O que se está a passar é que, com a subida da temperatura das águas, os seus habitats estão a sofrer uma deslocação para os pólos – o que tem impacto na sobrevivência de muitas outras espécies.

O atum, cuja pesca tem um papel fundamental no sistema alimentar global, e tem valores culturais e sociais importantes, está ameaçado pelo aquecimento e acidificação do oceano. Está classificado como vulnerável ou em risco em todas as áreas do oceano para baixo do paralelo 40 graus Norte, que em Portugal passa ao nível de Pombal e Leiria e a Norte da ilha do Corvo, nos Açores.

Prejuízos nos viveiros de marisco

Sectores económicos vitais, como a aquacultura e o turismo costeiro – tão importante para Portugal – sofrem os efeitos da acidificação.
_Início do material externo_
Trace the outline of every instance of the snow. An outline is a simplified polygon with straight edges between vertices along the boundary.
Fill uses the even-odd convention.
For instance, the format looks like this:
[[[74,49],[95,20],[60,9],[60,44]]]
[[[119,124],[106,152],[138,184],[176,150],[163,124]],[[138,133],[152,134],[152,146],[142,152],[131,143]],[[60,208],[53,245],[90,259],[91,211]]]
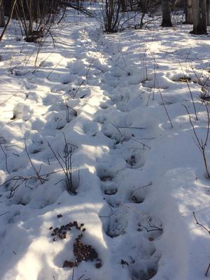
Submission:
[[[37,55],[15,21],[1,43],[0,279],[204,279],[209,237],[192,212],[210,228],[209,179],[183,105],[204,141],[210,37],[98,26],[69,10],[55,48],[48,38]],[[76,195],[55,156],[65,139]],[[100,268],[62,267],[80,232],[53,241],[49,228],[73,221]]]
A aquacultura de todos os países do Nordeste do Atlântico que produzem mais de cinco mil toneladas anuais (Portugal produz mais de 18 mil toneladas) está a ser penalizada pelo aquecimento do oceano e pela acidificação, processos que têm um forte impacto sobre a produção de crustáceos e moluscos (organismos com casca ou concha). Até os dentes dos tubarões estão a ser degradados pela acidificação, concluiu um estudo recente.
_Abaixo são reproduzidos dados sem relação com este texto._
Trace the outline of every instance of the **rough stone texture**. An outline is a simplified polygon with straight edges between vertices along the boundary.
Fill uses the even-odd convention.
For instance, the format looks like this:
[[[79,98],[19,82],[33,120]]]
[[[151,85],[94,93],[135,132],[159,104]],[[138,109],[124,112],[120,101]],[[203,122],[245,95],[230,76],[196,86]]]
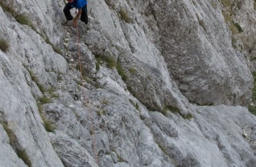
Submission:
[[[1,165],[26,166],[23,149],[32,166],[255,164],[255,116],[225,105],[251,98],[252,1],[88,1],[78,28],[62,0],[2,2],[35,28],[0,7]]]
[[[163,56],[180,91],[200,105],[247,104],[253,85],[247,53],[233,48],[220,3],[172,1],[155,1],[147,8],[156,20]],[[250,2],[247,8],[253,10]],[[240,14],[255,24],[253,15],[248,17],[245,11]]]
Cerca de 16% dos corais em risco e 30% dos que estão em risco crítico estão expostos ao aquecimento rápido e à acidificação
Ove Hoegh-Guldberg/Universidade de Queensland/REUTERS

“Quase 20% dos viveiros de marisco nas costas da Europa sofreram os efeitos de ondas marinhas graves e extremas em 2024. O calor induz stress nas espécies, o que afecta o bem-estar dos animais e reduz a produtividade dessa indústria”, comenta Marilaure Grégoire, da Universidade de Liège, na Bélgica, outra das autoras do relatório.

Esta grande análise sobre o estado do oceano, no entanto, não fez uma estimativa dos custos para a economia do oceano que a tripla crise ambiental. “Fica a nota, para o próximo”, assegura Karina Von Schuckmann.

Mar alto desprotegido

Se a situação é séria nas zonas económicas exclusivas de cada país, o alto-mar é ainda mais castigado: 14% das áreas para além da jurisdição nacional enfrentam um aquecimento acima da média global, e 32% uma rápida acidificação das águas superficiais do oceano.

“Embora represente 60% do oceano global e suporte ecossistemas vitais para a vida e serviços essenciais, o mar alto continua a estar desprotegido”, e a pesca é a pior ameaça à biodiversidade nas zonas marinhas para além da jurisdição nacional, salienta o relatório.

A entrada em vigor do Tratado do Alto-Mar, a 17 de Janeiro de 2026, deverá começar a ajudar na sua protecção.

Plástico + erosão = pesadelo em dobro

A poluição, sobretudo a poluição por plástico, é uma praga em todo o oceano. Os corais, mais uma vez, são uma das suas principais vítimas: 75% dos países que produzem mais de dez mil toneladas de resíduos plásticos ficam próximos de recifes de coral ameaçados. O aquecimento das águas pode aumentar a degradação do plástico, desfazendo-o em partículas menores, microplásticos. E 33% das nações que causam mais poluição por plástico são adjacentes a áreas do oceano que estão a aquecer rapidamente.

Os microplásticos podem matar ou prejudicar a vida marinha, transportar produtos químicos tóxicos ao longo da cadeia alimentar e alterar as propriedades da água e dos sedimentos, de formas que perturbam os ecossistemas e a biodiversidade.

A poluição por plástico conjuga-se com a subida do nível do mar, provocada pelo aquecimento global, para exacerbar a erosão costeira e as inundações de zonas mais baixas. Isto facilita o transporte para o oceano de microplásticos a partir de terra – de pontos de origem como aterros e sistemas de esgotos, por exemplo. E 92% dos países que têm maior poluição por plástico são igualmente afectados pela subida do nível do mar.

Entre 1901 e 2024, o nível do mar subiu 228 milímetros – quase 23 centímetros. E acelerou 30% entre 1990 e 2010, com o ano de 2024 a atingir valores recorde. Cerca de 200 milhões de europeus vivem junto à costa, inclusivamente em Portugal, e podem sofrer com o aumento da erosão e risco de inundações. Muito património natural e cultural classificado pela UNESCO está também em risco, por causa da subida do nível do mar.

“A mensagem é clara: temos de reduzir estas pressões sobre o oceano”, concluiu Karina Von Schuckmann.